RAS – Reliability, Availability, and Serviceability

Overview of the RAS system to monitor and maintain L300 and L300N systems

This section provides an overview of the RAS system to monitor and maintain ClusterStorL300 and L300N systems.

Reliability, Availability, and Serviceability (RAS) is a set of attributes that reflect the robustness of a hardware and/or software system.

  • Reliability is a function of time that expresses the probability at a given future time that a system will still be working, given that it is working at the present time
  • Availability is the measure of how often the system is available for use (such as a system’s up-time percentage). Availability and reliability may sound like the same concept, but they are different, as a system can have great availability but offer no reliability
  • Serviceability is a broad definition that describes the ease of system service or repair

Reliability and Availability (RA)

Reliability and availability features keep a system working when failures occur. Examples of RA include:
  • Hardware redundancy (power, servers, networks)
  • Storage stacks (SCSI, RAID, local file system)
  • HA stack
  • Clustered file system

Serviceability

Serviceability consists of on-product capabilities and off-product tools, processes and staff. Serviceability supports the needs of the product (its RA model, for example); HPC and archive products will behave differently. There are cost constraints associated with serviceability. Most important, the customer should not be impacted; there should be no loss of availability for maintenance operations. Serviceability focuses on Level 1 service personnel and eventually, end users.
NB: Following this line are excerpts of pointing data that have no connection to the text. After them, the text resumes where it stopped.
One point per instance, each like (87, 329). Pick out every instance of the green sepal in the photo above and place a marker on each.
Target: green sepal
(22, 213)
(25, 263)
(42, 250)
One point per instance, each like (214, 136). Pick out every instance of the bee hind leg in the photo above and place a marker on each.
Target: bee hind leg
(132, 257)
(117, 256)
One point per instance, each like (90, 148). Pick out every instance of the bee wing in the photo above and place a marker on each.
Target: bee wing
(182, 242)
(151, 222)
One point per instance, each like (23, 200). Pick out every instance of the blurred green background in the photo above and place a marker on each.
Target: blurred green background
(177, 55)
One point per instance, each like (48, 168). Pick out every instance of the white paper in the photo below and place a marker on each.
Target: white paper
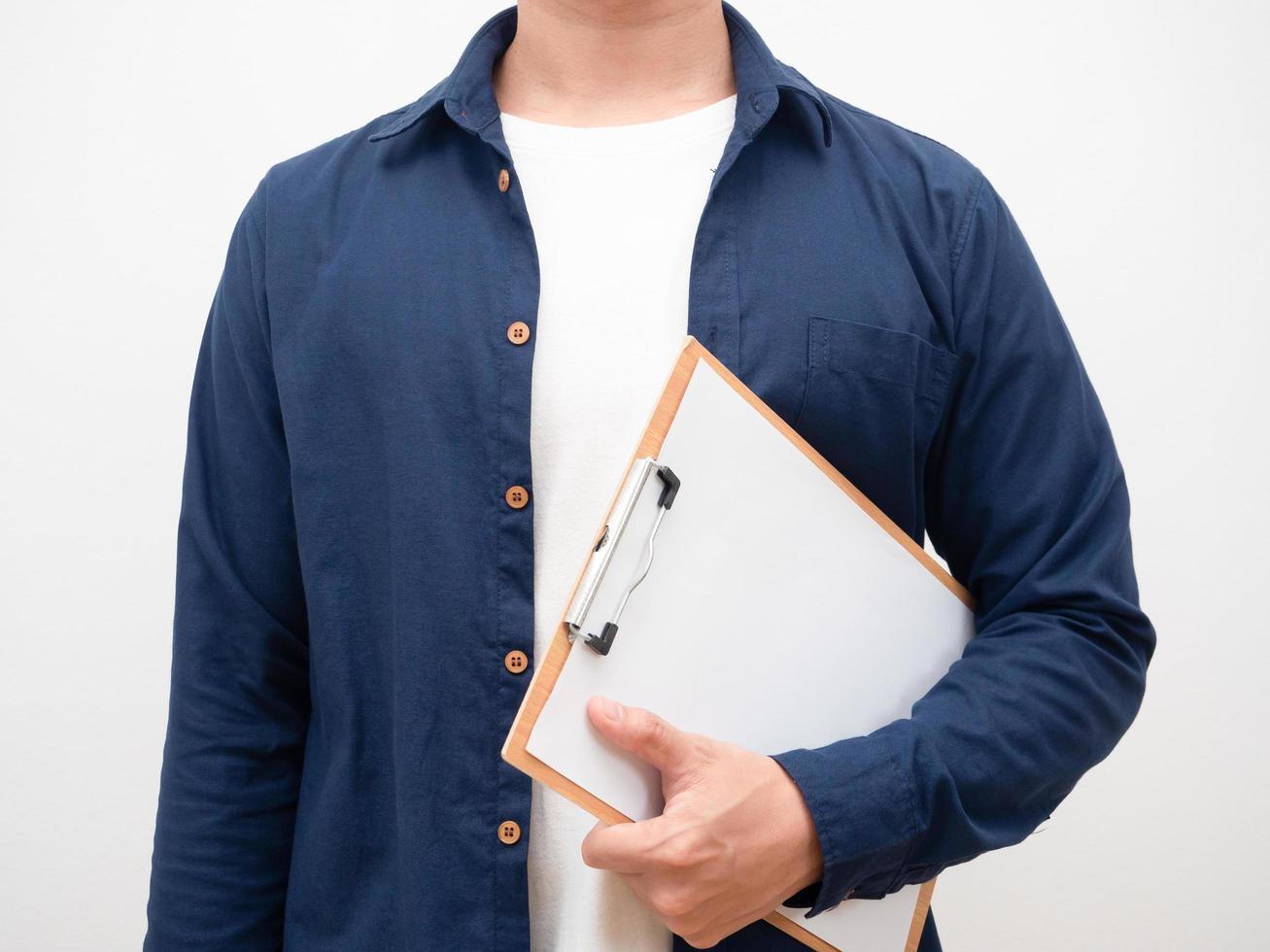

In L300 and L300N products, serviceability includes the following capabilities:
  • Inventory discovery (part/serial numbers, firmware versions, location)
  • Monitoring, diagnostics, fault isolation of
    • data collection from functional codes (RAID, HA, FS)
    • discovery and data collection from hardware (SES, IPMI, SNMP)
  • Reporting service manager policy engine (product-specific)
  • Reporting service notifications (user email, SNMP)
  • Reporting live event telemetry stream (interesting events)
  • Guided repair assistance for service
  • Supports disks, PSUs/PCMs and ESM controller server modules
Figure: RAS Service Notification Scenario
RAS for L300 and L300N provides an "expert" system:
  • Architected specifically for L300 and L300N
  • With topological awareness that enables correct issue prioritization
  • Designed to reduce false positives and repetitive alerts
  • With event-driven data end-to-end across the system, allowing real-time updates

The L300 and L300N RAS service console provides a real-time GUI with guided repair assistance.

Remote support includes email notifications, user alert emails, and telemetry data. RAS-based SUs are designed to be applied with no downtime/interruption.